И чем больше его раздувает за последние два времени года, тем лучше, мне кажется, заживают рубцы на том месте, где раньше висели причиндалы, по крайней мере в теле моем, если не в душе, которая отличает меня от бедных солдат моего брата, потому что теперь из меня кровь уже не течет, вот уже больше, чем два времени года, у меня не было кровотечений. Но живот мой раздувается, и — странное дело — у меня возникает такое ощущение, что внутри меня живет кто-то еще, как будто я начинаю становиться чем-то с половинкой. Вот здесь, в животе у меня сейчас вроде как что-то шевелится, тут потрогай.

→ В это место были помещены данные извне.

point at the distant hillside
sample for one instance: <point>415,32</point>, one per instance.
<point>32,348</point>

Мне пришлось твою руку чуть не силой тянуть, потому что ты все время хотел ее отдернуть, рука твоя была теплой, и в конце концов мне удалось ее приложить к моему животу с сюрпризами.
— Сначала это там себе спокойно не то жужжало, не то гудело, как маленькая пчелка, будто она в животе моем справа налево путешествовала, будто линии проводила, мягко так, очень нежно, я-то знаю, какие пчелы бывают со шмелями, когда они еще маленькие. Чувствуешь, как оно сейчас внутри меня движется? А теперь как будто кто-то начинает постукивать, как будто нежненько ударяет меня изнутри, живет себе, поживает, угнездившись в животе моем. Каждый раз, когда это случается, неважно, где я, на какой странице, в каком предложении, я пишу одно слово в книгу заклятий: хватит, и все тут. Мне гораздо больше нравится такое постукивание жизни, которое я чувствую внутри себя, хватит, хватит, чем когда кровь из меня вытекает, скажу я тебе, или чем затрещины папы моего покойного.